Post-Mortem: Authentication Service Disruption
Date: January 29, 2026 Duration: 53 minutes (18:15 – 19:08 CET)
Executive Summary
On Thursday, Jan 29, Trengo experienced a service disruption that prevented users from logging into the platform. The issue was traced to a failure in our internal authentication token renewal process. A fix was deployed at 18:45, and full service was restored by 19:08.
What Happened? The disruption began at 18:15 when our system-level bearer token, used to communicate with our authentication provider (Stytch), expired. While our automated cron job had successfully requested a new token, a caching error caused the system to store the new token in an incorrect location within our backend cache. As a result, even though the authentication provider was operational, Trengo’s backend continued attempting to use the expired token, leading to failed login attempts for all users.

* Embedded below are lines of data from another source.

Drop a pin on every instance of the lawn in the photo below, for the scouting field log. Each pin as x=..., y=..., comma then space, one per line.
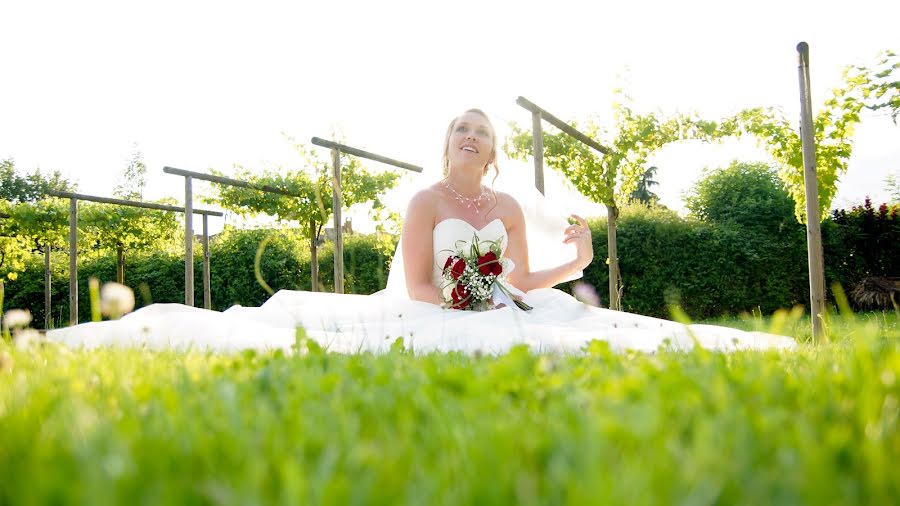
x=813, y=426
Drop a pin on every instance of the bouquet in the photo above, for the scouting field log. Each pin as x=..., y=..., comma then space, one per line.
x=475, y=277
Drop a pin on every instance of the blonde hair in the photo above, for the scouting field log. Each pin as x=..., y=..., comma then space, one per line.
x=492, y=161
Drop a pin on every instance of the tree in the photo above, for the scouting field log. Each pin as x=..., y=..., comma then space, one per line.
x=893, y=187
x=41, y=226
x=606, y=180
x=131, y=186
x=314, y=183
x=833, y=124
x=31, y=187
x=749, y=195
x=126, y=229
x=13, y=245
x=877, y=86
x=642, y=193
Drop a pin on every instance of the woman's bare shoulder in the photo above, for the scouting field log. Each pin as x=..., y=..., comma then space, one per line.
x=508, y=204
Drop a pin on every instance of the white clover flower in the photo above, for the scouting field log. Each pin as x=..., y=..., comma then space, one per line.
x=116, y=300
x=16, y=318
x=26, y=338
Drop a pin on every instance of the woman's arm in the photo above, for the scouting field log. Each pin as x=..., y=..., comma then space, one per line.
x=522, y=277
x=418, y=255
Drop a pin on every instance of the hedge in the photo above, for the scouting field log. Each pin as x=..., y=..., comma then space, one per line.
x=710, y=269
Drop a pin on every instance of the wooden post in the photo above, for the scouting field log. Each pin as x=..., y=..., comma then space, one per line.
x=188, y=243
x=313, y=257
x=537, y=134
x=47, y=315
x=73, y=262
x=813, y=219
x=120, y=265
x=612, y=216
x=336, y=211
x=207, y=294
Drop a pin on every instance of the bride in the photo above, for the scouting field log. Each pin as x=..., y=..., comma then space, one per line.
x=416, y=305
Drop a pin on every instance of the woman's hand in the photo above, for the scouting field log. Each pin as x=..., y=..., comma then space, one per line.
x=580, y=235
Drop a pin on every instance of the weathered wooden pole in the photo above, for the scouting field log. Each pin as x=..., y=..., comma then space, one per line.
x=188, y=242
x=314, y=257
x=537, y=115
x=207, y=294
x=73, y=261
x=120, y=265
x=813, y=218
x=47, y=312
x=537, y=134
x=336, y=212
x=612, y=217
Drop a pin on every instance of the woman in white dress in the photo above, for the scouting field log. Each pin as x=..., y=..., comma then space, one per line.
x=439, y=220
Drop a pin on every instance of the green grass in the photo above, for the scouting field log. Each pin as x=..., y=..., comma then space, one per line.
x=813, y=426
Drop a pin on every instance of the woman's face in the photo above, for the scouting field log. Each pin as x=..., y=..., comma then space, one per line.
x=471, y=141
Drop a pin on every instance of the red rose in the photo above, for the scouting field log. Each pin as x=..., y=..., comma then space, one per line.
x=488, y=264
x=459, y=267
x=460, y=296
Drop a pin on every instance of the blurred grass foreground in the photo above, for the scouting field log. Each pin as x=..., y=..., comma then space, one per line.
x=817, y=425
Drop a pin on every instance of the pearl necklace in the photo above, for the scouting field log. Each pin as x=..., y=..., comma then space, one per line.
x=468, y=202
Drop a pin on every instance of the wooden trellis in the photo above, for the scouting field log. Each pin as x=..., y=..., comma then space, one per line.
x=73, y=238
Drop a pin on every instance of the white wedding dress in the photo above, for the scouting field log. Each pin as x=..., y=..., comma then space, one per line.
x=355, y=323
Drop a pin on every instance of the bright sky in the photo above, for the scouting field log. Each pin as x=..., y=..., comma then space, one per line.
x=212, y=84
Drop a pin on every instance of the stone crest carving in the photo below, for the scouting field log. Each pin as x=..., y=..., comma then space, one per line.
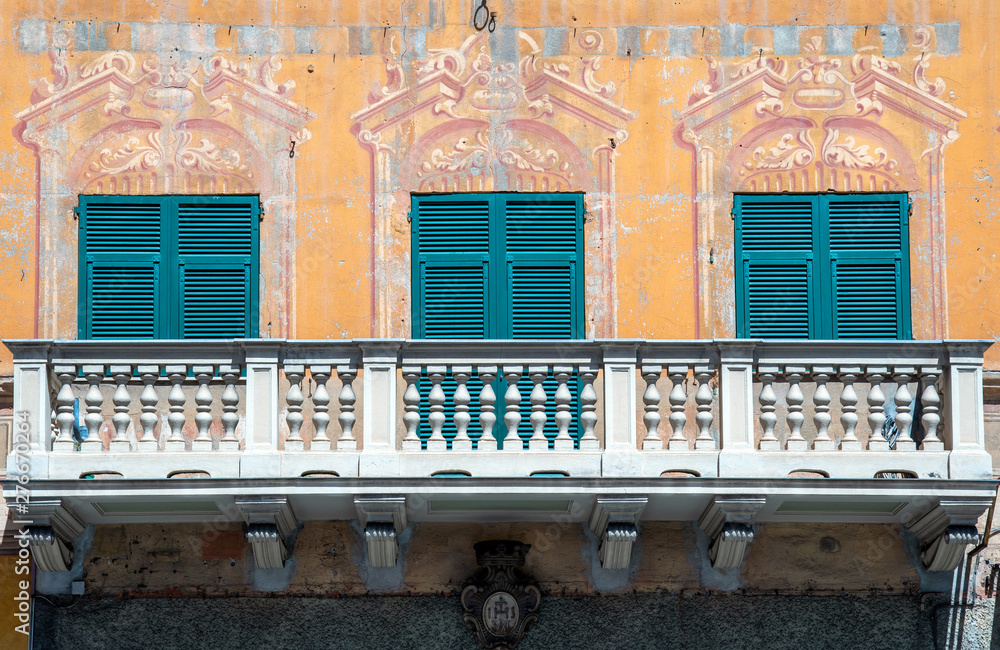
x=500, y=601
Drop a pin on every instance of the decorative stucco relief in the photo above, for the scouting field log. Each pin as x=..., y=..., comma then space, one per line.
x=467, y=120
x=819, y=123
x=166, y=124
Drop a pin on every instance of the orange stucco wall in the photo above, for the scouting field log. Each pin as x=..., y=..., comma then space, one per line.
x=348, y=279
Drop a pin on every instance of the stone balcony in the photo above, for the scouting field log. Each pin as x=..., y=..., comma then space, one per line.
x=725, y=432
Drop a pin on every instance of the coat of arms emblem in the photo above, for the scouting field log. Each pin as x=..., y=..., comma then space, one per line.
x=500, y=601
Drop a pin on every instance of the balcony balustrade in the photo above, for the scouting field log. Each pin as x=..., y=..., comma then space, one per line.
x=408, y=408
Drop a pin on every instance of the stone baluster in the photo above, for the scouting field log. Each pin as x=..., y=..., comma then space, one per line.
x=462, y=441
x=512, y=418
x=678, y=403
x=487, y=409
x=121, y=400
x=704, y=397
x=849, y=409
x=177, y=375
x=411, y=408
x=821, y=402
x=876, y=408
x=651, y=406
x=95, y=401
x=904, y=417
x=294, y=398
x=563, y=417
x=930, y=400
x=537, y=398
x=149, y=399
x=795, y=417
x=588, y=406
x=768, y=417
x=347, y=398
x=321, y=408
x=64, y=409
x=230, y=406
x=436, y=398
x=203, y=403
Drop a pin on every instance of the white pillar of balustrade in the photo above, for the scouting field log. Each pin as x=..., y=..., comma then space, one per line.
x=902, y=399
x=260, y=457
x=678, y=404
x=512, y=416
x=795, y=417
x=347, y=441
x=768, y=417
x=203, y=403
x=176, y=374
x=294, y=398
x=620, y=403
x=736, y=425
x=121, y=400
x=703, y=397
x=876, y=408
x=821, y=403
x=462, y=441
x=148, y=399
x=965, y=433
x=588, y=407
x=379, y=456
x=930, y=401
x=95, y=402
x=64, y=409
x=487, y=409
x=538, y=417
x=651, y=407
x=230, y=408
x=436, y=399
x=411, y=408
x=563, y=441
x=849, y=409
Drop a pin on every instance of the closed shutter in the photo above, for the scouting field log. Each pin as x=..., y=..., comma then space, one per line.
x=869, y=266
x=216, y=246
x=774, y=246
x=120, y=251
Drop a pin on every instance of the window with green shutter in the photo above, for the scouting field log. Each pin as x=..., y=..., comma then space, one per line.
x=822, y=266
x=158, y=267
x=497, y=266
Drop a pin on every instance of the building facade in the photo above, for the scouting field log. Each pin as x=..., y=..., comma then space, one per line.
x=305, y=305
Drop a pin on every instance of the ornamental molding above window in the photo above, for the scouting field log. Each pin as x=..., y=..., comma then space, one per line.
x=467, y=119
x=169, y=124
x=817, y=123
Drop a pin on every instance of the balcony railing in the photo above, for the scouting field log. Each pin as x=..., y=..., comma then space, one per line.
x=390, y=408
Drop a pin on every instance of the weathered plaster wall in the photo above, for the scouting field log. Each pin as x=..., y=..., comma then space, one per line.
x=643, y=256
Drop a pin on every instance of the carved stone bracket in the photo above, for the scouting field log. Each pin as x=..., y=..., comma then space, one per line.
x=270, y=521
x=501, y=600
x=51, y=534
x=947, y=530
x=614, y=522
x=383, y=519
x=728, y=523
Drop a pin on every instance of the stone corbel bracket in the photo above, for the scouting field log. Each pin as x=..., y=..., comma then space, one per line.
x=947, y=530
x=728, y=522
x=52, y=531
x=270, y=522
x=614, y=522
x=383, y=519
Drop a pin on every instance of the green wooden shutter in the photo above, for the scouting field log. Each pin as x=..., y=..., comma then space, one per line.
x=869, y=265
x=217, y=239
x=120, y=253
x=776, y=297
x=452, y=297
x=543, y=241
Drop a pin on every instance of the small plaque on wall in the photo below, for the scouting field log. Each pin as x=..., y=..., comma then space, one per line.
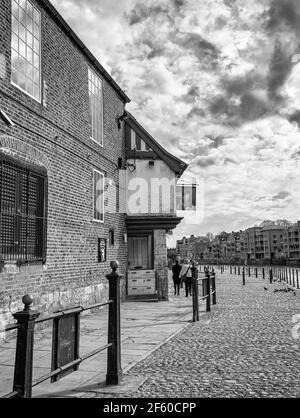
x=101, y=250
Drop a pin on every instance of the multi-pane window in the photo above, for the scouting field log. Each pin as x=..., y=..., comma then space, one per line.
x=96, y=107
x=98, y=196
x=25, y=48
x=22, y=212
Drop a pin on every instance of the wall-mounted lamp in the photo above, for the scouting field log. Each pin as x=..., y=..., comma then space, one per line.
x=6, y=119
x=121, y=118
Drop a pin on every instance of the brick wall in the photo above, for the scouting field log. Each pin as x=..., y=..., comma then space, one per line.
x=56, y=135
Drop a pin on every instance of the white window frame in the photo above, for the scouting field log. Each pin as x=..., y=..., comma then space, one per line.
x=92, y=78
x=40, y=99
x=94, y=195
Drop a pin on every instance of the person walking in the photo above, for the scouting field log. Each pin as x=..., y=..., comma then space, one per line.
x=186, y=277
x=194, y=271
x=176, y=269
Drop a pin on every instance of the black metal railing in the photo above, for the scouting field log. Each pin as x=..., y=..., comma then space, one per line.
x=25, y=326
x=288, y=275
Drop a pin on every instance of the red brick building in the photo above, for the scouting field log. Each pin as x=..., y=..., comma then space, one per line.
x=62, y=145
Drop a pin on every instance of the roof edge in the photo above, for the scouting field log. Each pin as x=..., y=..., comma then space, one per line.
x=173, y=162
x=64, y=25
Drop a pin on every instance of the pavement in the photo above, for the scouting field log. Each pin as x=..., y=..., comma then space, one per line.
x=145, y=326
x=247, y=346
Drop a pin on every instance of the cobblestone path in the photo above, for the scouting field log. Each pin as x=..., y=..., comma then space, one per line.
x=247, y=346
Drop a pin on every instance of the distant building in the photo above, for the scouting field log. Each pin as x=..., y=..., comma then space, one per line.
x=255, y=245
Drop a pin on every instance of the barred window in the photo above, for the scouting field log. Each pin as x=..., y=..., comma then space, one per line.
x=96, y=107
x=98, y=196
x=25, y=48
x=23, y=219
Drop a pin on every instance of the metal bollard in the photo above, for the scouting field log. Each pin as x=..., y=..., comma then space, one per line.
x=114, y=371
x=213, y=288
x=207, y=292
x=24, y=350
x=195, y=299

Timeline of Events (CET) 18:15: Initial reports of user logout and login failures. 18:21: Triage initiated. Verified that external providers and recent deployments were stable. 18:35: Root cause identified: The 60-day system bearer token was refreshed but misdirected in the cache. 18:45: Fix deployed to refresh the token using a more robust pathing logic. 19:08: System-wide recovery confirmed; all users able to log in.
Corrective Actions To prevent a recurrence, we are implementing the following: Cache Validation: Added automated verification to ensure refreshed tokens are stored and retrievable from the correct keys.